I Killed Adolf Hitler by Jason: Well, as to be expected, this was a weird one. Norwegian artist Jason applies his puppy dog style to this science fiction story depicting a future world where anyone can hire hitmen to kill the human pests in their lives. It centers on one hitman, recently separated from his longtime girlfriend, who accepts a job from a scientist with a time machine to kill the Fuhrer. Things don't go according to plan and this quick read will supply you with lots of cute pictures involving animals shooting out each other's brains. Plus Hitler.

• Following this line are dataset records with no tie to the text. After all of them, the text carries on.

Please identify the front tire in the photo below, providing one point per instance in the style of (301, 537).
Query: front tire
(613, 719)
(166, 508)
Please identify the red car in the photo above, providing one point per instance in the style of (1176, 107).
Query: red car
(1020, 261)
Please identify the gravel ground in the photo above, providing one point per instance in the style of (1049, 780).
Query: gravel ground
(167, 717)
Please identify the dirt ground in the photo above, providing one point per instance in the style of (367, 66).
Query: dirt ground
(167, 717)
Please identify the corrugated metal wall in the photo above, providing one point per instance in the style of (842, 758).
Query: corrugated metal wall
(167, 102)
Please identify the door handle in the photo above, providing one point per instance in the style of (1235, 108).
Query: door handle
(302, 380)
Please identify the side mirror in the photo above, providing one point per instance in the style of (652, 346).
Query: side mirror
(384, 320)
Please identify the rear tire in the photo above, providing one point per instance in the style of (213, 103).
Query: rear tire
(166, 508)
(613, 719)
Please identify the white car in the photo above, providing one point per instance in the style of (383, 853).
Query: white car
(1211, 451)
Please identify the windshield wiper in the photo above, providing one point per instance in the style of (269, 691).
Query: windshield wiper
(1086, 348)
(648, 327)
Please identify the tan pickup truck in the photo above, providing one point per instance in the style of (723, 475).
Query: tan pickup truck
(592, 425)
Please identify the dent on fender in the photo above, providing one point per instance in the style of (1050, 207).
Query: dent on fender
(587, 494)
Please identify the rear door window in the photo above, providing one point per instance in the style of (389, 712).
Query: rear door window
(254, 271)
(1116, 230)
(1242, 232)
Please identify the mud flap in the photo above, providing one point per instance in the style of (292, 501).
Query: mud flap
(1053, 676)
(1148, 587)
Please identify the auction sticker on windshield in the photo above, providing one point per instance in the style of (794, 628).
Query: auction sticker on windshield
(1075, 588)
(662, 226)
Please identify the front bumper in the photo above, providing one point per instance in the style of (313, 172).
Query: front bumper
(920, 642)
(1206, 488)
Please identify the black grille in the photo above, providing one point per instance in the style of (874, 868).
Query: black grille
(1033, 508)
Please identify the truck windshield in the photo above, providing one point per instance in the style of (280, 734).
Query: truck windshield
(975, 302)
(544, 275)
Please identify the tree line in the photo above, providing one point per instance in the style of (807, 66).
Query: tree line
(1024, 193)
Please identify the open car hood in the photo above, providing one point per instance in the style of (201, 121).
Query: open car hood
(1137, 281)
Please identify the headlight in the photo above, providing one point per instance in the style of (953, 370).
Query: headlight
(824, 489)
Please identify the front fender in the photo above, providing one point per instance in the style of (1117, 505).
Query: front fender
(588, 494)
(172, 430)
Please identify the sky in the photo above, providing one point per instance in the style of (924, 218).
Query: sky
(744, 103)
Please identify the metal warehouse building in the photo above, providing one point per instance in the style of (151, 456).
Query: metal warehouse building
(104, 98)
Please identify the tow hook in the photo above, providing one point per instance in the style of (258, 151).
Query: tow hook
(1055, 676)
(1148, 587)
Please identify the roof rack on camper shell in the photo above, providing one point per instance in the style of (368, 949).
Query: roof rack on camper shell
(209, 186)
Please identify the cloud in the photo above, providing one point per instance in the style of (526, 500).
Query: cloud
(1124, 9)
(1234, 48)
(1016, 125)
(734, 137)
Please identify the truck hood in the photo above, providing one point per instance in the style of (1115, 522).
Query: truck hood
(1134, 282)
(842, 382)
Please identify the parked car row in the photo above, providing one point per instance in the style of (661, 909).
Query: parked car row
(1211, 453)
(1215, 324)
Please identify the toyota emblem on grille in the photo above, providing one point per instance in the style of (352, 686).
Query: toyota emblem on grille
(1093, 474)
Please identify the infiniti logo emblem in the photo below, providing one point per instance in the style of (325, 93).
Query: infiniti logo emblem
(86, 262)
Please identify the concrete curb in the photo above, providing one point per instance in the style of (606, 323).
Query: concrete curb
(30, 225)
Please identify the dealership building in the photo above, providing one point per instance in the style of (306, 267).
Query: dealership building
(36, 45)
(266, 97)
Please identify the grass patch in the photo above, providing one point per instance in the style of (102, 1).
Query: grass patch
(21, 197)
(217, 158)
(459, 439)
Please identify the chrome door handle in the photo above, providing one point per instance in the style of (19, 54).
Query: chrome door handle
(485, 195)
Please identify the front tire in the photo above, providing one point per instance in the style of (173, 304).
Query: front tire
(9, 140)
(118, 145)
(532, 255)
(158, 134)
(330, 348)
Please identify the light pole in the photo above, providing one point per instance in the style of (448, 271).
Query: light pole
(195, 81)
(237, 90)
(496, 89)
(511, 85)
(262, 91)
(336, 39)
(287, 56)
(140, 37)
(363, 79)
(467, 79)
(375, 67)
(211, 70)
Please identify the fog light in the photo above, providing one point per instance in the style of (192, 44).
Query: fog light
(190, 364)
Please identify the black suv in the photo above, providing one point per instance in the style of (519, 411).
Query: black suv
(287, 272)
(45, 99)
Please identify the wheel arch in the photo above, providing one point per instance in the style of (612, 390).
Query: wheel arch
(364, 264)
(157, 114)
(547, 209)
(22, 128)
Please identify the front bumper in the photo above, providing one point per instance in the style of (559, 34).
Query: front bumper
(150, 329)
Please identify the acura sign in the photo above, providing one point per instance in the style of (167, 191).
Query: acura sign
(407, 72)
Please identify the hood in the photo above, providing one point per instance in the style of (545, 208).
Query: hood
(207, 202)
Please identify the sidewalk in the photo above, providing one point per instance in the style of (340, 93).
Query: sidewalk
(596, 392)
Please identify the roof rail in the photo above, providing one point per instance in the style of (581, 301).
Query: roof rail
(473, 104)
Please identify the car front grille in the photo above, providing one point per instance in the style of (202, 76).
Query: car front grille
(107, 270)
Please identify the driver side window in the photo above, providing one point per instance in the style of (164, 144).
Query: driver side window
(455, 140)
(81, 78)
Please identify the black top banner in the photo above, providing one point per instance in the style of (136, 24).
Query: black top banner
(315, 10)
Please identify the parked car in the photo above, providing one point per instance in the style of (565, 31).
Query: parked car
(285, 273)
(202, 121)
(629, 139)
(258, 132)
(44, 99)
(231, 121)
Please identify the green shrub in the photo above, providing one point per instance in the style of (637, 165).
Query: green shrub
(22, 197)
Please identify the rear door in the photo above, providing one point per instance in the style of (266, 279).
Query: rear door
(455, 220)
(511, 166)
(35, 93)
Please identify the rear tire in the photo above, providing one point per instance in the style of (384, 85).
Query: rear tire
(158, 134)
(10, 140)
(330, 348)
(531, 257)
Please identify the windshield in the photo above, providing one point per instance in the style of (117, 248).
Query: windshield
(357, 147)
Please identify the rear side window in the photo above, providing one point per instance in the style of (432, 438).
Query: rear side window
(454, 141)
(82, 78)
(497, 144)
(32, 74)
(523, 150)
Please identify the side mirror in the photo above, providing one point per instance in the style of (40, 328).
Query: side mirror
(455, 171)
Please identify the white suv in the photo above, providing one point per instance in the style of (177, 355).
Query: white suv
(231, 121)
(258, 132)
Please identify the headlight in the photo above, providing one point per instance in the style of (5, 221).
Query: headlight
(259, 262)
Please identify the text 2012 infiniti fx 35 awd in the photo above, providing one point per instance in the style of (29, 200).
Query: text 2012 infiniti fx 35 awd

Who Is Jake Ellis? by Nathan Edmondson & Tonci Zonjic: Lots of folks at my local comic shop have been recommending Who Killed Jack Ellis? to me for a while now. I finally conceded and gave it a read. It's a fun espionage story with a science-fiction (or supernatural) twist. Ex-CIA Jon is on the run from both The Americans and a shadowy organization, but it's no big thing cuz he has Jake Ellis living inside his head. And Jake knows when he should duck and when he should plug a guy. The first trade could be read as a single story and it's almost tempting just to leave it at that, but I might give the next volume a read in a week or two. So yeah, good but not a new obsession or anything.
BOOK OF THE WEEK!
A Princess of Mars by Edgar Rice Burroughs: If I hadn't been so darn tired I could have easily read the book in one sitting, but as is all I got was fifty pages into the classic pulp adventure story. I first read the John Carter books nearly 20 years ago but my memory of the tales of Barsoom has pretty much faded completely. And I have to get this book consumed before the March 9th release date of the new Andrew Stanton movie. I will say that 50 pages in you can already see where the new Disney film is taking liberties. The White Apes of Mars are gonna be a whole lot bigger than their novel counterpart and the Attack of the Clones thunderdome seen in the trailer is a cinematic creation that probably should have remained a storyboard concept. But what's amazing about these books is how fresh they feel for having been written in the early 1900s. Sure, there's a lack of quotation marks and the dialog is just sorta told at you, but the imagination, the language, and the imagery found inside still holds up. I do hope we get a good portion of The Old West before the spaceward journey.